I-13: The importance of understanding the cause and impact of the risks

One of the participants in the risk identification workshop mentions that there is a risk of unknown ground conditions. The other participants mistakenly thought the discussion was about underground streams. It was only after Ms. Brown asked for further clarification about the causes of this risk that most participants fully grasped that the main risk is the potential of finding explosives buried near a decommissioned military base. Likewise, Ms. Brown asks about the impact, which results in the conclusion that this risk would not only lead to unexpected additional costs, but also to significant delays.

It is important to emphasize that people will understand each other better if they elaborate on both the cause and the impact of potential risks as accurately as possible. To this end, it is helpful to convey a clear understanding by describing the cause of the risk and the consequences of a risk occurring in the easily understood terms of time, money, and quality.

This step not only creates a better common understanding of the risks, but also helps determine whether or not a defined risk belongs within the scope of the risk assessment. Moreover, it assists in optimizing risk allocation and defining risk management measures.

3.2.4 Risk prioritization is a vital element for risk management purposes

The objective of risk prioritization is to preselect significant risks in order to separate them from insignificant risks. This step can save a great deal of time in the long run, because it prevents undue attention being given to the management of risks that, in actuality, matter very little. The FHWA Primer on Risk Assessment for P3s defines this step as a qualitative risk assessment and describes a commonly used approach for prioritization. The qualitative risk assessment determines two factors: the likelihood of a risk occurring, and the consequences of it occurring. These factors are assigned the qualitative values of very high, high, medium, low, or very low.

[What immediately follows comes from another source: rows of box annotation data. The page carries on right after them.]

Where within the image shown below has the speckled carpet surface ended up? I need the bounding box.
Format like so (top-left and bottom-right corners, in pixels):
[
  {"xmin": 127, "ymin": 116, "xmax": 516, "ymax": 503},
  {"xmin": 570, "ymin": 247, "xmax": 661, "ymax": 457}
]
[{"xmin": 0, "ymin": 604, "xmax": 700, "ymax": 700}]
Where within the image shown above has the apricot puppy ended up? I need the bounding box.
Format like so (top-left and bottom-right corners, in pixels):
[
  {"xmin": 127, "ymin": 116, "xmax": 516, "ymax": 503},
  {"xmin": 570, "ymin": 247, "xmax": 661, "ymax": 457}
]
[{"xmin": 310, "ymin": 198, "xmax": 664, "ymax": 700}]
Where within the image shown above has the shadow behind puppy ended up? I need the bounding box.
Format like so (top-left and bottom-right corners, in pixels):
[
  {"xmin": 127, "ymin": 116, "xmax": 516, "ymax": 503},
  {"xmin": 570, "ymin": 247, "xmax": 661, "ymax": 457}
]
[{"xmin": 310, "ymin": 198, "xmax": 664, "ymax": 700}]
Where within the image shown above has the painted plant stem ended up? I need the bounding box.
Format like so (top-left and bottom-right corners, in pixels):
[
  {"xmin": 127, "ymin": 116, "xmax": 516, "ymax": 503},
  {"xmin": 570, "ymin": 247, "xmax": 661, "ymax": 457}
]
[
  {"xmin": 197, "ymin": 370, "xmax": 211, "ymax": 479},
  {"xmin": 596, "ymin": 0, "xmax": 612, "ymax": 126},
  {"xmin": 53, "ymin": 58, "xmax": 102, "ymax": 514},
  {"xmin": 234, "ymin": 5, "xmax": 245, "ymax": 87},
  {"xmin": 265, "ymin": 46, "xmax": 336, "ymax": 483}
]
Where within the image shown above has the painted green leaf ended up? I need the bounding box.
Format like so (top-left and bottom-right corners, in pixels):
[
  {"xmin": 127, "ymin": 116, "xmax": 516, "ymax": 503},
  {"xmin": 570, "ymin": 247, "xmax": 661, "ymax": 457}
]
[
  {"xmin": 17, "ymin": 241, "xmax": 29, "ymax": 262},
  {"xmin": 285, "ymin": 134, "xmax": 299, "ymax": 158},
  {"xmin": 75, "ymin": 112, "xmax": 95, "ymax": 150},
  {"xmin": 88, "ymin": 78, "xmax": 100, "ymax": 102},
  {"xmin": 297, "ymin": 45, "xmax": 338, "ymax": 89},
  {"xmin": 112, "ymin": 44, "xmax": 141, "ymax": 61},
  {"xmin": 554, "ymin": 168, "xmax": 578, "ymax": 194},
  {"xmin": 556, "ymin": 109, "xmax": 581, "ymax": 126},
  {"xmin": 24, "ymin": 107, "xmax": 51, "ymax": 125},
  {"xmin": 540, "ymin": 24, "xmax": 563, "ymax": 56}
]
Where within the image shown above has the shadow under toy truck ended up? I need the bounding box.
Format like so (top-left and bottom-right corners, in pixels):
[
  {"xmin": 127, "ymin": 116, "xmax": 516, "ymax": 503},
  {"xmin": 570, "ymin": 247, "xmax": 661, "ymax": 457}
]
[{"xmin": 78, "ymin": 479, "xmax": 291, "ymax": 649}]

These judgments are then entered into a risk impact matrix to determine the risk rating. See Figure 3-4 below for a sample risk analysis guidance chart.

Figure 3-4 . Sample Risk Analysis Guidance Chart

Figure 3-4 . Sample Risk Analysis Guidance Chart

This prioritization is used to determine whether a risk is negligible, extremely important, or lies somewhere in between. This decision is, of course, variable and the criterion for what passes as "negligible" and what is "extremely important" must be defined on a project-specific basis.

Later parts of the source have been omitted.